Germany’s data protection authorities have welcomed a ruling by the EU Court of Justice that gives national authorities more leeway in taking action against online platforms data breaches under urgency provisions of the EU data protection framework. EURACTIV Germany reports.
The EU Court ruled that individual authorities not sufficiently fulfilling their obligations should not be allowed to engage in “forum-shopping”, as this would result in a watering down of EU data protection rules.
“In its judgment, the CJEU emphasises that a data protection supervisory authority may bring an action against a controller or processor even if the latter does not have a principal place of business or another establishment in the territory of the member state,” a spokesperson for the Berlin data protection authority told EURACTIV.
Johannes Caspar, head of the Hamburg data protection authority, has recently criticised the current GDPR regime for its “massive flaws.” In an interview with Bloomberg, he said the current system gives regulators “lots of room for interpretation.”
Under the European General Data Protection Regulation (GDPR), the national data protection authority leading proceedings will depend on where the company is headquartered.
Ireland, due to its preferential tax regime, is home to most giant tech companies like Facebook, Google or Apple. This makes the Irish Data Protection Authority (DPC) the lead supervisory authority for data protection claims against most tech giants.

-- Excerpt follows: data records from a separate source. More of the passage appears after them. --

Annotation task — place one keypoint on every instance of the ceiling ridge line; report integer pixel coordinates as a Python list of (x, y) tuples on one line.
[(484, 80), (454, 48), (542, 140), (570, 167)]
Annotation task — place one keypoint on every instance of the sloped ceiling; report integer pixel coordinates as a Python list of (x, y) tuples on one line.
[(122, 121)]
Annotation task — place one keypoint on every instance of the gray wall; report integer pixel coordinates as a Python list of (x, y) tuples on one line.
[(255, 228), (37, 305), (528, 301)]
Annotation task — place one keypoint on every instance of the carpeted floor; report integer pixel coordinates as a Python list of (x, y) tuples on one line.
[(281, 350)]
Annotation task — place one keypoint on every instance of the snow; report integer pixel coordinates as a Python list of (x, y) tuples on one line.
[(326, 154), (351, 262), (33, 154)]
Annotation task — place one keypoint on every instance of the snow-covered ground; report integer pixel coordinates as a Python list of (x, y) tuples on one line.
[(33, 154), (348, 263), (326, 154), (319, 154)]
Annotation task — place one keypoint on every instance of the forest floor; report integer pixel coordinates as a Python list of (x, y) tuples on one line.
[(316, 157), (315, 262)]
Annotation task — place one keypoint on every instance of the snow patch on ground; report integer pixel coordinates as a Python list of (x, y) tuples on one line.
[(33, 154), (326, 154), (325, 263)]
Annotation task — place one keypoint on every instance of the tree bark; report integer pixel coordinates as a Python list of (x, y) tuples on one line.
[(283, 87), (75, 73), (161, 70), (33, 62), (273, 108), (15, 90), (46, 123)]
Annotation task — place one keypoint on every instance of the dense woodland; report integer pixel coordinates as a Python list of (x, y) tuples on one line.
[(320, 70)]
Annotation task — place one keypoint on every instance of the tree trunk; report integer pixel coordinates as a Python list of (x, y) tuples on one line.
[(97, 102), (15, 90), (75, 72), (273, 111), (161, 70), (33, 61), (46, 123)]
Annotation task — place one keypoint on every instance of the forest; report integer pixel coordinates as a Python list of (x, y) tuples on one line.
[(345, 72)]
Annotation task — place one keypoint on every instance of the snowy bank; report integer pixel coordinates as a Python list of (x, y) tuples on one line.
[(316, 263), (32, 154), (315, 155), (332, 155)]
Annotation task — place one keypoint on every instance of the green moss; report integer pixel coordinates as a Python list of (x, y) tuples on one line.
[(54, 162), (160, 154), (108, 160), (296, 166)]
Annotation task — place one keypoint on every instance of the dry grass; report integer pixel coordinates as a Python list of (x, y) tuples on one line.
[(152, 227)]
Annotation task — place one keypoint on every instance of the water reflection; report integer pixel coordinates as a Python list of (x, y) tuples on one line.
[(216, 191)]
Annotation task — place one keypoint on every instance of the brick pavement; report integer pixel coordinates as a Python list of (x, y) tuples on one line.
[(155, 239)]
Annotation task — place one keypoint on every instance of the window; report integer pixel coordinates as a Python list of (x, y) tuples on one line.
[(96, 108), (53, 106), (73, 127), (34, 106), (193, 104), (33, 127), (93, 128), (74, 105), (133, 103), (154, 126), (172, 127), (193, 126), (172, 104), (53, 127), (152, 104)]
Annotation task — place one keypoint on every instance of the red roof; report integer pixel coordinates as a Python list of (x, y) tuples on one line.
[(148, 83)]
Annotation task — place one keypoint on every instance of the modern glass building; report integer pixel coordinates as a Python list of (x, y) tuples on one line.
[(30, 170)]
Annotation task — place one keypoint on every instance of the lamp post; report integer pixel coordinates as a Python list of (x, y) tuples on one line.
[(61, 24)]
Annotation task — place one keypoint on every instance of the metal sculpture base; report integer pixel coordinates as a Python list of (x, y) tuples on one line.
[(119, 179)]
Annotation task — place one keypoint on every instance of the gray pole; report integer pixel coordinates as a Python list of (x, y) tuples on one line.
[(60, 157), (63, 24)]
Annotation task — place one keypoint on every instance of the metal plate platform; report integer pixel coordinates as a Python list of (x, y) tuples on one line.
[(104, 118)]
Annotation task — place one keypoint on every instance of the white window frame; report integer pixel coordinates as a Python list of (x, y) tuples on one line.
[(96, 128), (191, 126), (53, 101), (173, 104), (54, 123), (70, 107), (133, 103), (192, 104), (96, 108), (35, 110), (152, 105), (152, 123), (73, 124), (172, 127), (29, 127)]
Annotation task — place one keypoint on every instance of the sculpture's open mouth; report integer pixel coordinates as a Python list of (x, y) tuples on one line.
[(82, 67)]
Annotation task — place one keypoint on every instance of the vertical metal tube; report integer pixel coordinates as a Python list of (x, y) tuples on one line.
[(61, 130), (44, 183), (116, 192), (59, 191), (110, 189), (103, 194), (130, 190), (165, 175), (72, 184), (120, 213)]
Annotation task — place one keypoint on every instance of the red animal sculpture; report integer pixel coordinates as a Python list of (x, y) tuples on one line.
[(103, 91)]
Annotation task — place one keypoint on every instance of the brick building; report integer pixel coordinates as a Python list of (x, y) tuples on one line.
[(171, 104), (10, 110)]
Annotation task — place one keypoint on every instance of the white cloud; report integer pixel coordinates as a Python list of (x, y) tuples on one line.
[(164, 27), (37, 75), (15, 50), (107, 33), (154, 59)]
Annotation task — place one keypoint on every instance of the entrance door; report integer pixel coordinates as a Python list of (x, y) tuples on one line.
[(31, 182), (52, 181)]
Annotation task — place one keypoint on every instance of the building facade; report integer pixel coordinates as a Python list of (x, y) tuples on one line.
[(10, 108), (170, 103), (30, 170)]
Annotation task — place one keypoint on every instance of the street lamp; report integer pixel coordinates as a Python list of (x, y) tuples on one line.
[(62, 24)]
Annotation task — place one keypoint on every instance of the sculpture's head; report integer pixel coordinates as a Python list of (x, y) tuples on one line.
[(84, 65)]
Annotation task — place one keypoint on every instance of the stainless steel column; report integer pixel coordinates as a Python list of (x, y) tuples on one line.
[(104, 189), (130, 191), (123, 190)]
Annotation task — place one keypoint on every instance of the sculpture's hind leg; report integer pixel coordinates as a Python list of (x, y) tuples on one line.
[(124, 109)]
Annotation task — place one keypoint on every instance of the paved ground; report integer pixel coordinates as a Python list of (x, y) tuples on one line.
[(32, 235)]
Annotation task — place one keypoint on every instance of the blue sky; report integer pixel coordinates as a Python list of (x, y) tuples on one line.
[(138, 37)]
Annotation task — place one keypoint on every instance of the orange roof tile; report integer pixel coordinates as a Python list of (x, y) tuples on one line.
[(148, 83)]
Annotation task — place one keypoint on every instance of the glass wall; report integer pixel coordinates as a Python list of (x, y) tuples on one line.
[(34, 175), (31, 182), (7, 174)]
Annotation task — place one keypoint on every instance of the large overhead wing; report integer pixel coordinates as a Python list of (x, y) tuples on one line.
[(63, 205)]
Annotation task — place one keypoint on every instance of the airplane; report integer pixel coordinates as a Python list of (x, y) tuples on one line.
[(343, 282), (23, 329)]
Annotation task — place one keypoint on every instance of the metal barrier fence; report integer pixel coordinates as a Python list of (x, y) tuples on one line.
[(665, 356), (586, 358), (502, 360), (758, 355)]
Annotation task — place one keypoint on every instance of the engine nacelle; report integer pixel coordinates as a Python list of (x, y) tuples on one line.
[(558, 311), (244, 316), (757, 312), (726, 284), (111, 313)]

The DPC’s cautious interpretations of data protection regulations and low response rate to complaints have hailed criticism in the past, however. In May, the European Parliament even called on the Commission to launch infringement proceedings against Ireland, accusing the DPC of poor enforcement of the GDPR.
Deviating from the rule
The EU court’s ruling now highlights ways “to deviate from the rule of the lead supervisory authority in certain cases,” a spokesperson of the Federal Data Protection Commissioner told EURACTIV.
Although the lead authority retains its primary responsibility for coordinating data protection investigations in principle, the Luxembourg court emphasised that the lead authority “does not have the sole authority to initiate data protection procedures without exception,” a spokesperson for the Hamburg data protection commissioner has said.
Other national authorities are also allowed to step in and take action if a lead authority fails to sufficiently ensure data protection, according to GDPR urgency procedures. However, the outcome of an emergency procedure is only valid for three months, after which the European Data Protection Board (EDPB) must issue a binding ruling.
The EDPB is made up of all national supervisory authorities, which means it can bypass Ireland’s sole decision-making power.
“This takes sufficient account of the coherence of the application of European law,” according to the office of the Hamburg data protection commissioner. This would “better counteract obvious procedural delays” by Irish authorities, the spokesperson of the Federal Data Protection Commissioner added.
Proceedings against WhatsApp
The ruling comes at a time when the Hamburg data protection authority had already initiated an urgency procedure against Facebook in May, banning the online platform from processing personal data from WhatsApp to protect the “rights and freedoms” of millions of users in Germany.
The aim was to bring the case to the EU level to circumvent the slow and lax interpretation by the Irish data protection authority.
Given that this is the first urgent procedure to have been launched since the GDPR came into force in 2018, the spokesperson for the Hamburg data protection authority does not expect to see “many of these urgency procedures in the wake of the CJEU ruling.”
The European Data Protection Board is expected to decide on the matter in the coming weeks and it is hoped that its ruling will set a precedent for stronger action against tech giants in the future. “It remains to be seen whether the EDPB is willing to go down this path and issue a binding decision on the matter,” the spokesperson of Hamburg’s data watchdog added.